Stock Trading Volume
#Plotting the Closing Stock Price over the last 5 years
ggplot(tesla, aes(x=Date, y=Volume, color ="orange")) +
geom_point() +
geom_line(aes(y = 45000000, color="red")) +
labs(title="Tesla Stock Trading Volume Over the Last 5 Years", x="Year", y="Number of Stocks Traded") +
scale_x_date(date_minor_breaks = "1 month") +
theme_bw() +
theme(axis.text.x = element_text(size = 10), axis.title.x = element_text(size = 12),
axis.text.y = element_text(size = 10), axis.title.y = element_text(size = 12),
plot.title = element_text(size = 15)) +
theme(legend.position = "none")
The volume of stocks traded has generally remained around or been under the average of 45 million (indicated by the line), however there is an increase in volume during the year 2020, though the it does seem to be getting back to normal since the beginning of 2021.
Summary of Data Analysis
- Oldest data point is from 2016-11-07 and the most recent data point is from 2021-09-23.

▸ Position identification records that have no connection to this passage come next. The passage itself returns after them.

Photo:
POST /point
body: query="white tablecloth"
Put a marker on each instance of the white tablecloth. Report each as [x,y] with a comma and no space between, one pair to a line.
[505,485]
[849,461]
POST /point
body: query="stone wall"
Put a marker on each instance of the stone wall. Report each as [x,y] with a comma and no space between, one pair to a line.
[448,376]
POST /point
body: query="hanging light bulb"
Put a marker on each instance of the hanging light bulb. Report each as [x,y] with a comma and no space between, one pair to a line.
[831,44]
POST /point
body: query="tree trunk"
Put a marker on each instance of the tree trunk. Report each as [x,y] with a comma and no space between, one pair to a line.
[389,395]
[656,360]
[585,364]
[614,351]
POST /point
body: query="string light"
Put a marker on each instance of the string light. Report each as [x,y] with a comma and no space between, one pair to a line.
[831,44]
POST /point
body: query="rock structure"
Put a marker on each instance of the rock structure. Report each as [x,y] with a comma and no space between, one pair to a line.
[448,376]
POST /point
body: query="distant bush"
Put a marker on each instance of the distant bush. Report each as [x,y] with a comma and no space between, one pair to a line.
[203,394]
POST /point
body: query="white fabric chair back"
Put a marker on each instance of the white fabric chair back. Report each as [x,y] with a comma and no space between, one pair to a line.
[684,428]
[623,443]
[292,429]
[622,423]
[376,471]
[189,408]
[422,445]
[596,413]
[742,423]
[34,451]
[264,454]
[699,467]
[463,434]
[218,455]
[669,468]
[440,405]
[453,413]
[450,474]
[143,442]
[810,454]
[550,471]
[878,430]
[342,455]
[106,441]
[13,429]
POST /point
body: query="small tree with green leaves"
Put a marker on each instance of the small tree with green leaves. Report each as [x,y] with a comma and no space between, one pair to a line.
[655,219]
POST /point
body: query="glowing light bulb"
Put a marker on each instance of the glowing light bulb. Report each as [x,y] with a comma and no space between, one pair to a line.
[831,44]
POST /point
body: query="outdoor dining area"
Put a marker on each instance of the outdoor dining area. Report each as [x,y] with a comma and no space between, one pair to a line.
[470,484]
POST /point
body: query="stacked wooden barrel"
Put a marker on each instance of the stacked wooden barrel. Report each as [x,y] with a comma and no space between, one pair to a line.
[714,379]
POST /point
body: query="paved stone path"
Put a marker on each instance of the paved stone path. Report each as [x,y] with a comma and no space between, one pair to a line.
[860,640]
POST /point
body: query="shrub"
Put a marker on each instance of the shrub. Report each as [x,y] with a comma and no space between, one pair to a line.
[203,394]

- Highest Closing Stock Price was $883.09, while the lowest Closing Stock Price $35.79.
- Highest Opening Stock Price was $891.38, while the lowest Opening Stock Price $36.22.
- The Highest Stock Price over the past 5 years was $900.40.
- The Lowest Stock Price over the past 5 years was $35.40.
- The Volume of Stocks traded averaged around 45 million with a maximum of around 304 million.
The Tesla Stock Price has increase significantly since 2016. The stock price remained relatively steady until early 2020 when it began to rise drastically. The stock price has increased 776% between the beginning of 2020 and the present. In fact, it increased by 720% just in 2020 alone. While the stock price reaches its peak around Feb 2021, it has continued its general upward trend. However, during the period of price increase the Daily stock price would fluctuate significantly compared to its relatively stable price prior to 2020.
The volume of stocks traded during the last 5 years has generally remained around or been under the average of 45 million, however there is an increase in volume during the year 2020, which corresponds to the steep increase in stock price. We would typically expect an increase in trading activity like this during a period when the company’s stocks are rapidly rising.